Perhaps this effects how akka.net communication works and causes this ... perhaps
Bart de Boer
@boekabart
@ that, I sometimes think Akka.Net needs a 'priority' system for actor mailboxes for such high-load cases - some actors are simply more time-critical than others. cc @Aaronontheweb
Stefano
@delfuria
Priority Mailboxes are already available
http://getakka.net/articles/actors/mailboxes.html
anthonyhawes
@anthonyhawes
I don't think priority mailboxes would solve the time-critical actor problem in high load cases. A priority scheduler would be needed to give those actors a larger "slice" of message processing
Vagif Abilov
@object
I am checking our cluster sharding event journal, and it has very small number of rows. And the snapshot store that we created for cluster sharding is always empty. So I wonder if there's any need for a snapshot store for cluster sharding. Can there ever be an attempt to create a snapshot? And is there ever need to cleanup the event journal for cluster sharding? Can it grow big (I suppose it doesn't have autocleanup).
Bartosz Sypytkowski
@Horusiath

@object if you don't have remember-entites flag set, cluster sharding won't produce too much events. Snapshot store will be used (by default) every 1000 consecutive sharding events stored, but this applies if shard coordinator will live long enough to produce that 1000 events within a single incarnation.

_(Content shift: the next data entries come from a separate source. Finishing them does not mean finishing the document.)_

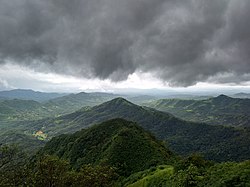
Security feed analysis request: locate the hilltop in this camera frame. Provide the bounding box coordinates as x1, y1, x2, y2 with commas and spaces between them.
39, 118, 174, 176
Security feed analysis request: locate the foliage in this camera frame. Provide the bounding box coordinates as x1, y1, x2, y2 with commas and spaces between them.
122, 165, 174, 187
70, 164, 118, 187
199, 161, 250, 187
1, 134, 250, 187
0, 144, 29, 187
28, 155, 71, 187
1, 96, 250, 164
39, 118, 174, 176
32, 98, 250, 162
147, 94, 250, 127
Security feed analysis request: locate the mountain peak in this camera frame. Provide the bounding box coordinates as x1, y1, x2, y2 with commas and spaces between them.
107, 97, 134, 105
216, 94, 231, 99
212, 94, 233, 102
91, 97, 139, 113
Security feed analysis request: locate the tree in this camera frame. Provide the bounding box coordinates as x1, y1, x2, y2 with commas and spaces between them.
0, 144, 29, 186
29, 155, 71, 187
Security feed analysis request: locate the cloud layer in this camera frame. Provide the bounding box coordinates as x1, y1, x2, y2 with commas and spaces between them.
0, 0, 250, 86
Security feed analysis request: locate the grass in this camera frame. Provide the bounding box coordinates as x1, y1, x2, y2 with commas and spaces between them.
124, 165, 174, 187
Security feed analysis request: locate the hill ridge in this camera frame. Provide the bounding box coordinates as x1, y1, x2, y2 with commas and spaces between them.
39, 118, 174, 176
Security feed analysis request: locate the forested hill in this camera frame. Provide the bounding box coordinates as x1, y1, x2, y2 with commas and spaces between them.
147, 94, 250, 127
25, 97, 250, 162
39, 118, 174, 176
1, 119, 250, 186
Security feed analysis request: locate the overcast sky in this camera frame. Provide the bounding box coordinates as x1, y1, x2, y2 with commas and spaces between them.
1, 0, 250, 93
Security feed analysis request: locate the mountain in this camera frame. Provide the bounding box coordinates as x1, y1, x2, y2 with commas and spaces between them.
0, 99, 47, 121
146, 94, 250, 127
233, 92, 250, 99
0, 89, 67, 102
23, 97, 250, 162
0, 130, 45, 152
39, 118, 174, 176
43, 92, 120, 114
0, 92, 120, 121
125, 95, 158, 105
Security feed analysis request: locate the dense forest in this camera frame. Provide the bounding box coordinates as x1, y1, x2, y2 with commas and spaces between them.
8, 97, 250, 162
1, 119, 250, 186
0, 90, 250, 186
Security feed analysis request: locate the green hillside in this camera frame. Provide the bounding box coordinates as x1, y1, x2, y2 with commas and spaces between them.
123, 160, 250, 187
43, 92, 119, 115
0, 130, 45, 153
1, 119, 250, 186
147, 94, 250, 127
39, 118, 174, 176
0, 92, 119, 121
19, 97, 250, 162
0, 99, 50, 121
123, 165, 174, 187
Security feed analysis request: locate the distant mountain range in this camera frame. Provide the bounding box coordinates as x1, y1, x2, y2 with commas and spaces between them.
0, 91, 120, 121
147, 94, 250, 127
0, 89, 67, 102
232, 92, 250, 98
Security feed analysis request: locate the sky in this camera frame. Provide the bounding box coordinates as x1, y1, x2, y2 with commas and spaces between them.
0, 0, 250, 93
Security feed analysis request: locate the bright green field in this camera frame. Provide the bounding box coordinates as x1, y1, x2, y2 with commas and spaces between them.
124, 165, 174, 187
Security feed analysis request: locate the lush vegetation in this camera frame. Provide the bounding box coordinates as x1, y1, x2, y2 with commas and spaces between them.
39, 118, 174, 176
1, 90, 250, 186
1, 119, 250, 187
2, 97, 250, 162
0, 146, 118, 187
147, 94, 250, 127
18, 97, 250, 162
0, 92, 119, 121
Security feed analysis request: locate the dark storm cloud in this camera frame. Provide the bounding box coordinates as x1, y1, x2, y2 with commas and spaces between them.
0, 0, 250, 86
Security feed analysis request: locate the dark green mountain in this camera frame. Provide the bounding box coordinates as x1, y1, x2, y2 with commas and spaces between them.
0, 89, 67, 102
147, 94, 250, 127
39, 118, 174, 176
25, 97, 250, 162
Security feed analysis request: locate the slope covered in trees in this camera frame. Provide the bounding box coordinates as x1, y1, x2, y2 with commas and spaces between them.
0, 92, 119, 121
147, 94, 250, 127
39, 118, 174, 176
2, 97, 250, 162
1, 119, 250, 187
19, 97, 250, 162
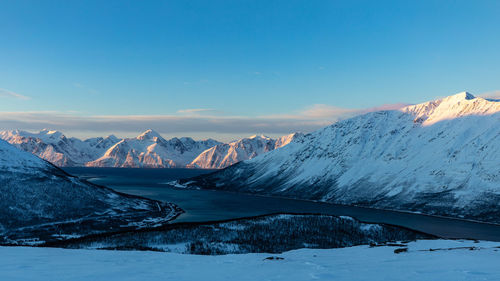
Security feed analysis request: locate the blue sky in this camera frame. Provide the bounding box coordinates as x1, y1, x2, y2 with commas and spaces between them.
1, 0, 500, 140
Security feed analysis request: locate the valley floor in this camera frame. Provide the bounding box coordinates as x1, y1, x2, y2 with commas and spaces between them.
2, 240, 500, 281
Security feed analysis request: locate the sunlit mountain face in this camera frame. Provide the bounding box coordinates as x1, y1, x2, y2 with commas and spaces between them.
177, 92, 500, 223
0, 129, 304, 169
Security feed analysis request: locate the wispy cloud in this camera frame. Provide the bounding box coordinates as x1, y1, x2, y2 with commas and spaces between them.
263, 103, 408, 123
360, 103, 410, 113
479, 90, 500, 100
0, 88, 30, 100
177, 108, 220, 115
0, 101, 411, 138
300, 104, 356, 119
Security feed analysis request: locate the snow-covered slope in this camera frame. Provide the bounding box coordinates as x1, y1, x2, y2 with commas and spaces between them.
189, 133, 303, 169
2, 240, 499, 281
0, 139, 181, 245
86, 129, 221, 168
178, 92, 500, 223
0, 129, 119, 166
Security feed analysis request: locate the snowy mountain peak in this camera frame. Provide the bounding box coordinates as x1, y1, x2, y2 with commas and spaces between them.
180, 91, 500, 223
446, 91, 475, 100
402, 92, 500, 125
40, 128, 61, 134
462, 91, 475, 100
275, 132, 304, 149
39, 129, 64, 138
137, 129, 163, 140
1, 128, 67, 146
103, 134, 119, 143
248, 134, 271, 140
188, 133, 302, 169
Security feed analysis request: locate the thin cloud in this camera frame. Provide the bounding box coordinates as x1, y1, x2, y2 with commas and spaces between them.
263, 103, 408, 122
0, 111, 343, 136
360, 103, 409, 113
479, 90, 500, 100
300, 104, 357, 119
177, 108, 220, 115
0, 102, 411, 137
0, 89, 30, 100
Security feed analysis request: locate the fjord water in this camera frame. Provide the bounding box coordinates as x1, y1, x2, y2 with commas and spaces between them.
64, 167, 500, 241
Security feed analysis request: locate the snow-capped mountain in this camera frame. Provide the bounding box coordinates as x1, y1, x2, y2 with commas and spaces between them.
86, 129, 222, 168
188, 133, 303, 169
0, 129, 222, 168
0, 129, 119, 166
0, 129, 300, 169
0, 139, 181, 245
177, 92, 500, 223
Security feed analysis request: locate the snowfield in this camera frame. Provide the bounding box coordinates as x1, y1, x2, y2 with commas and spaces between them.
2, 240, 500, 281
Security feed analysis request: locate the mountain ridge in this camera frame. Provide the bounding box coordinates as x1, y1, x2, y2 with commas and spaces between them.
0, 129, 301, 169
177, 92, 500, 223
0, 139, 181, 245
188, 133, 304, 169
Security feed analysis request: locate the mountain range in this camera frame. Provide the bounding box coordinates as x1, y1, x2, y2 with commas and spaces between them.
188, 133, 303, 169
176, 92, 500, 223
0, 129, 120, 166
0, 139, 181, 245
86, 129, 222, 168
0, 129, 300, 169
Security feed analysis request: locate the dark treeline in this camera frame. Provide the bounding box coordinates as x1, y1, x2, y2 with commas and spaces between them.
60, 214, 432, 255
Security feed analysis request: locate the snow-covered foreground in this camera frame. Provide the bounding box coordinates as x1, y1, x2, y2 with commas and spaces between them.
2, 240, 500, 281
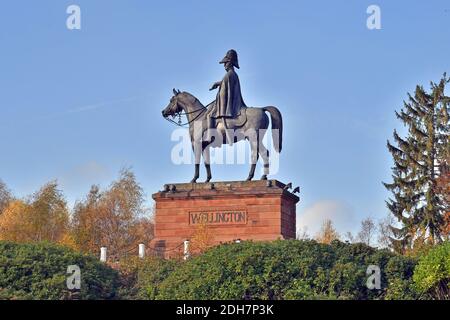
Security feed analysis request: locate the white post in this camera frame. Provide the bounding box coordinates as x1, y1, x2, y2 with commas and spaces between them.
138, 243, 145, 259
100, 247, 107, 262
183, 240, 190, 260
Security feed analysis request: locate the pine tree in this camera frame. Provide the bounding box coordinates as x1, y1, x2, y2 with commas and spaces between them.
384, 74, 450, 252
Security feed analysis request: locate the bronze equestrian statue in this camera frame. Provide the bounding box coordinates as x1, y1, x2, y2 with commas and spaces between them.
162, 50, 283, 183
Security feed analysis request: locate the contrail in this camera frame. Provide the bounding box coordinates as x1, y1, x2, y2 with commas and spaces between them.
0, 94, 149, 128
65, 96, 140, 114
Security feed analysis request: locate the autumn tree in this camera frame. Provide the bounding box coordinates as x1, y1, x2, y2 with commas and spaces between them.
315, 219, 339, 244
0, 200, 30, 242
296, 226, 310, 240
0, 181, 69, 243
189, 221, 215, 255
343, 231, 355, 244
71, 169, 154, 260
31, 181, 69, 242
442, 211, 450, 239
0, 179, 12, 214
384, 74, 450, 252
356, 217, 377, 246
70, 185, 103, 253
436, 156, 449, 238
377, 214, 396, 249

Also I hope to be able to finish DData-based cluster sharding soon (see akkadotnet/akka.net#3199). With it, event journals will no longer be needed.

It actually already works, but I need to fix tests.
wilddeveloperappears
@wilddeveloperappears
@Horusiath can I set them up programatically? Or does it have to be through HOCON config? I want to pass a function to the initial logger.
Vagif Abilov
@object
Thanks @Horusiath. We recently had weird experience with our cluster when nodes were not able to form a single cluster continuously logging "trying to register... but no acknowledgement" until we deleted whole sharding event journal (there were only about 80 rows in it). And if DData implementation is around the corner, we should not probably spend much time on the investigation of this failure.
Bartosz Sypytkowski
@Horusiath
@wilddeveloperappears if I remember right, you should be able to just subscribe to System.EventStream.Subscribe(actorRef, typeof(Akka.Event.LogEvent))
wilddeveloperappears
@wilddeveloperappears
I'm currently investigating doing hocon changes to solve the problem.
Bartosz Sypytkowski
@Horusiath
@object this sounds like an issue described by @zbynek001 (see: https://github.com/akkadotnet/akka.net/issues/3204#issuecomment-350274096) - regarding ddata, remember that PRs can take some time.
wilddeveloperappears
@wilddeveloperappears
I've retro-fitted NLog into a project I'm working on with hundreds of classes all separated out into projects. They all fed into one log file and now I have them filtering to several based on their namespace. Using Akka in this model is broken because the Akka loggers are in a separate namespace from the project they're logging for.